ASSIGNMENT OF ERROR NUMBER ONE

In assignment of error number one, the defendant argues that the sentence imposed by the trial court is unconstitutionally excessive. The defendant notes that he grew up in the projects of New Orleans, which he describes as a traumatic environment that included drug dealers, drug users, and "an inordinate amount of crime." The defendant notes that at the age of ten, he witnessed the murder of a man. He further notes that despite these circumstances, he graduated from high school, maintained employment, and has always supported his family consisting of five children. The defendant argues that the trial court did not consider the mitigating factors and that while he needs some incarceration and anger management, the imposed sentence is disproportionate.

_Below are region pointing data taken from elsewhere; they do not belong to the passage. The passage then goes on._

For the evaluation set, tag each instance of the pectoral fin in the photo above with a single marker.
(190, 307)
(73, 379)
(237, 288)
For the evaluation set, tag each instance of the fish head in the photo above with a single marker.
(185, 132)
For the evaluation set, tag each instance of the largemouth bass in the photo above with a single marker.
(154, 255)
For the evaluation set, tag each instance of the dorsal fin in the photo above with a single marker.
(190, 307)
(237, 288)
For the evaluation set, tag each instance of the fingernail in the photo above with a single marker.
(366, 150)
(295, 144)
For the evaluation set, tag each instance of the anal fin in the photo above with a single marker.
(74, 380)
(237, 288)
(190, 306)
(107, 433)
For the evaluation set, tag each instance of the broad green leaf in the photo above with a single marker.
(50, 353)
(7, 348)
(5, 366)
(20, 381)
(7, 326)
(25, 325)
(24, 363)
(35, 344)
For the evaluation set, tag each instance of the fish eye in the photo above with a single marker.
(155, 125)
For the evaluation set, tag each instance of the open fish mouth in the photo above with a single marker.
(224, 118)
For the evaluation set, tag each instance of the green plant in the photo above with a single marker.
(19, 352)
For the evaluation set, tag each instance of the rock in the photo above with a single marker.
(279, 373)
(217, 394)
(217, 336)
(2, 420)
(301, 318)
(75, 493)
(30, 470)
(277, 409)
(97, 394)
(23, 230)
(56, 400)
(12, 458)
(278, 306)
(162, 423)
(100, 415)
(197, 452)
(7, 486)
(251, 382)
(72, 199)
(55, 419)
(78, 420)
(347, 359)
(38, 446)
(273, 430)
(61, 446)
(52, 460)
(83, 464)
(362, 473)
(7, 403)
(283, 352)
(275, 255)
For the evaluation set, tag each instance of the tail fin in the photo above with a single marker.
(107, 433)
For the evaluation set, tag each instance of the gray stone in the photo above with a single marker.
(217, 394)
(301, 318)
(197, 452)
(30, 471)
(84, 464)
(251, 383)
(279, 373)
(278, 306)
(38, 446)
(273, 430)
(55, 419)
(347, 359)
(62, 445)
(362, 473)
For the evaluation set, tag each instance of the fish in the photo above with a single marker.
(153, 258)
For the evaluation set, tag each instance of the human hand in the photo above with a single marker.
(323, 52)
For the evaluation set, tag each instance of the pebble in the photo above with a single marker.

The Eighth Amendment to the United States Constitution and Article I, Section 20, of the Louisiana Constitution prohibit the imposition of excessive or cruel punishment. Although a sentence may fall within statutory limits, it may nevertheless violate a defendant's constitutional right against excessive punishment and is subject to appellate review. State v. Sepulvado, 367 So.2d 762, 767 (La. 1979). Generally, a sentence is considered excessive if it is grossly disproportionate to the severity of the crime or is nothing more than the needless imposition of pain and suffering. A sentence is considered grossly disproportionate if, when the crime and punishment are considered in light of the harm to society, it is so disproportionate as to shock one's sense of justice. State v. Reed, 409 So.2d 266, 267 (La. 1982). A trial judge is given wide discretion in the imposition of sentences within statutory limits, and the sentence imposed should not be set aside as excessive in the absence of manifest abuse of discretion. State v. Lanclos, 419 So.2d 475, 478 (La. 1982); State v. Fairley, 97-1026 (La. App. 1st Cir. 4/8/98), 711 So.2d 349, 352-53.

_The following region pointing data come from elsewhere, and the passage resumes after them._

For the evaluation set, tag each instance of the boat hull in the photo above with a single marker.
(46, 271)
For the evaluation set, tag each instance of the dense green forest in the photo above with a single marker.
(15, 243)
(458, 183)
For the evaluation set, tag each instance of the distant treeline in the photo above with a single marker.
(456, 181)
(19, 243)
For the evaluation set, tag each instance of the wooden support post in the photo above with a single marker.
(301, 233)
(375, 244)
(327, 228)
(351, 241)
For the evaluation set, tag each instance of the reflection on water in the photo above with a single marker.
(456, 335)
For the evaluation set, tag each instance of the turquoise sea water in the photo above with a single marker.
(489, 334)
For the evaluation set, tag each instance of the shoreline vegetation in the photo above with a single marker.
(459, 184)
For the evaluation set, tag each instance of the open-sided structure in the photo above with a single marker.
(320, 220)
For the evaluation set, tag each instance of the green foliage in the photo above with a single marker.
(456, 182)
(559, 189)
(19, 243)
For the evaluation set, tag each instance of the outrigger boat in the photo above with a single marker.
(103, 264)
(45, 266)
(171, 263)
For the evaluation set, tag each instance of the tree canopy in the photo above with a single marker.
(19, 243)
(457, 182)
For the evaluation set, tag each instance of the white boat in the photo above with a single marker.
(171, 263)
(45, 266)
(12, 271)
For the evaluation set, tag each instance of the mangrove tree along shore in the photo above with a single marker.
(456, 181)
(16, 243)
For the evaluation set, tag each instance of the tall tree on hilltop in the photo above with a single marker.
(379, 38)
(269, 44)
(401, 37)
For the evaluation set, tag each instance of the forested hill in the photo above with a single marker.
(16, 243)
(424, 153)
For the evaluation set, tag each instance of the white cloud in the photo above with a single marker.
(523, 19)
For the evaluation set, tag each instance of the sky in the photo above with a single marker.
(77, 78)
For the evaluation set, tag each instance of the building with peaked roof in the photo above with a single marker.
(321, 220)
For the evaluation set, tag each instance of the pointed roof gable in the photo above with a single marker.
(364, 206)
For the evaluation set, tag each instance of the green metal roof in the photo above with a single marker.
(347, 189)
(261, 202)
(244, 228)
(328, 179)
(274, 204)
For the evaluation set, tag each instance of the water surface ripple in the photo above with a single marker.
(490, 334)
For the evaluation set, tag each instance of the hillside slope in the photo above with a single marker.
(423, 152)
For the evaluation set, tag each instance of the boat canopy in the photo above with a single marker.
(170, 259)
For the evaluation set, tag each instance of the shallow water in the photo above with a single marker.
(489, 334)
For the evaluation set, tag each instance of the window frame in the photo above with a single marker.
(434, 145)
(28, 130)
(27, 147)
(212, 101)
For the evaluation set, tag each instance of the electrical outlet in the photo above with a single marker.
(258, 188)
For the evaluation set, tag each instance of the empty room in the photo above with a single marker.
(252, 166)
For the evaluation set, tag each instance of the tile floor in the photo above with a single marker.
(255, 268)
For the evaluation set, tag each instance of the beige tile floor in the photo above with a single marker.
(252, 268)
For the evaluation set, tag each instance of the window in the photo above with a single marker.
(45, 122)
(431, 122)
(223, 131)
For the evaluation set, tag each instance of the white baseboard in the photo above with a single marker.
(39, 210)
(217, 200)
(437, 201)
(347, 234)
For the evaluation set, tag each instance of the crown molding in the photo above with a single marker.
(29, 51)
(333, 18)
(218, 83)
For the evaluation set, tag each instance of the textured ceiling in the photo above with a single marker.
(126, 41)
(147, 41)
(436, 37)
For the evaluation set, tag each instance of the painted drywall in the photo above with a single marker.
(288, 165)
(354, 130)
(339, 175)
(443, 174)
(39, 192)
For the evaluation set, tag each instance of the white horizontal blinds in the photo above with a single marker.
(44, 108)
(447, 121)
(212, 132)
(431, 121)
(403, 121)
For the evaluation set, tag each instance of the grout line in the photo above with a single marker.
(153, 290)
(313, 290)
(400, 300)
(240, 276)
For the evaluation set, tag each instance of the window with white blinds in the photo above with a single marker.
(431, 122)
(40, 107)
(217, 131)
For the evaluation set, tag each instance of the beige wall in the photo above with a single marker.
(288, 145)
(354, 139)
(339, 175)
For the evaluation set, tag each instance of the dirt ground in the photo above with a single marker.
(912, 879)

The Code of Criminal Procedure sets forth, in Article 894.1, items that must be considered by the trial court before imposing sentence. Generally, the trial court need not recite the entire checklist of factors, but the record must reflect that it adequately considered the criteria. Fairley, 711 So.2d at 352. However, the failure to articulate reasons for the sentence as set forth in Article 894.1 when imposing a mandatory life sentence is not an error; articulating reasons or factors would be an exercise in futility since the court has no discretion. State v. Felder, 2000-2887 (La. App. 1st Cir. 9/28/01), 809 So.2d 360, 371, writ denied, 2001-3027 (La. 10/25/02), 827 So.2d 1173.

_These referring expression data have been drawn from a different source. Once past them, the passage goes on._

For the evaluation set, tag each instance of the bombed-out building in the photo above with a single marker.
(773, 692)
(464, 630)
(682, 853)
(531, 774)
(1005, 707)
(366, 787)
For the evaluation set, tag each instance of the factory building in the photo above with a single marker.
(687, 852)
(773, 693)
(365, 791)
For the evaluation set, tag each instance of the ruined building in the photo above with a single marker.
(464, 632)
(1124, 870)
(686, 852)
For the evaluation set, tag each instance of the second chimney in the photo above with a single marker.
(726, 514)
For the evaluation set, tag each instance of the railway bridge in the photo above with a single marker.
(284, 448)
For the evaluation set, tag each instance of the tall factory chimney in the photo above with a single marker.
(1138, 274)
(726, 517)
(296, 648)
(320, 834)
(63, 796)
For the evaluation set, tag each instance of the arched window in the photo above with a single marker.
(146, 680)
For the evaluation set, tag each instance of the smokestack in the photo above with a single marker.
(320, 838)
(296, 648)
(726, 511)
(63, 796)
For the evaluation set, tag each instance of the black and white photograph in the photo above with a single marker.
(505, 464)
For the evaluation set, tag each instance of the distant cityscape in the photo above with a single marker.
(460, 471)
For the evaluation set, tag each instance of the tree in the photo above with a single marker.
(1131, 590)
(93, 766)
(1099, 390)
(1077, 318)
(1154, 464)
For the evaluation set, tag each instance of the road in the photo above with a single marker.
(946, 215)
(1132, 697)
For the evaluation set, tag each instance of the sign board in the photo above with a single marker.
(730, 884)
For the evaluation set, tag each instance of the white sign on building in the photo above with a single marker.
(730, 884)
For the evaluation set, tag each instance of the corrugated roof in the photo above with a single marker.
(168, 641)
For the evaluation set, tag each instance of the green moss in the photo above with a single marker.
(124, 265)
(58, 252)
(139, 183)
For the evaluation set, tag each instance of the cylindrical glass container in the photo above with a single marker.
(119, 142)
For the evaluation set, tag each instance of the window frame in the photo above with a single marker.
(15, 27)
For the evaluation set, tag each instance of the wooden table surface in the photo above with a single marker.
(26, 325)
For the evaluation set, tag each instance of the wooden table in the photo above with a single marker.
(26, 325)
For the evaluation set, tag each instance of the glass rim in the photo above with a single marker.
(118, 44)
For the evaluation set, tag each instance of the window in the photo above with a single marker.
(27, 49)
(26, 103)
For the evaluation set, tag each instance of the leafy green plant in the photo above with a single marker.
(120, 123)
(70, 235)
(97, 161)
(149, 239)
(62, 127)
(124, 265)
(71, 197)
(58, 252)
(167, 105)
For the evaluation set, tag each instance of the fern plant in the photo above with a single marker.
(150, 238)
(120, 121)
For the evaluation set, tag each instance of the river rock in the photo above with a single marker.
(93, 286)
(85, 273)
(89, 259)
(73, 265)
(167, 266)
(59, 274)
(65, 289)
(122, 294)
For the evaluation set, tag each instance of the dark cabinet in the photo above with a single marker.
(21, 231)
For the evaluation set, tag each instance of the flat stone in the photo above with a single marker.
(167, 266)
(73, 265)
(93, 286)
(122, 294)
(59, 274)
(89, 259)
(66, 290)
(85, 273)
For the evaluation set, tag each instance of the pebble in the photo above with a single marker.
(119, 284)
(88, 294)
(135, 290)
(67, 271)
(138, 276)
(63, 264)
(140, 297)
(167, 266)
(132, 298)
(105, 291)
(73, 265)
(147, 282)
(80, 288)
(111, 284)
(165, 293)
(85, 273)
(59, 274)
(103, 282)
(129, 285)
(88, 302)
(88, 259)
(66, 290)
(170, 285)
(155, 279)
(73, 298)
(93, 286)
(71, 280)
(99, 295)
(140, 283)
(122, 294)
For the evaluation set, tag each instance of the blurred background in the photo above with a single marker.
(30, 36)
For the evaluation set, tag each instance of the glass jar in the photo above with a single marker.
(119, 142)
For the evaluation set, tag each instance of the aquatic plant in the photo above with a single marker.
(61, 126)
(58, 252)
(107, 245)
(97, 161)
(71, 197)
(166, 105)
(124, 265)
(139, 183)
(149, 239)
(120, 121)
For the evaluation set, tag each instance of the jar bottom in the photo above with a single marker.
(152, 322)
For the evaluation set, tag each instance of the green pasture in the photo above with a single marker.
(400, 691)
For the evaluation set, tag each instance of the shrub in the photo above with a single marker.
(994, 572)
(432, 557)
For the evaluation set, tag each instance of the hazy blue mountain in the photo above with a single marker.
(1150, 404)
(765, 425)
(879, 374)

At the time of the offense, the defendant's conviction for second degree battery was punishable by a fine of not more than two thousand dollars or imprisonment, with or without hard labor, for not more than five years, or both. La. R.S. 14:34.1(C) (prior to amendment by 2014 La. Acts, No. 722, § 1, increasing the statutory maximum years of imprisonment to eight). Therefore, the defendant's sentence for second degree battery, although within the applicable sentencing range, was the maximum sentence allowed under the law at the time of the offense. As a general rule, maximum sentences are to be reserved for the worst offenders and the worst offenses. State v. James, 2002-2079 (La. App. 1st Cir. 5/9/03), 849 So.2d 574, 586.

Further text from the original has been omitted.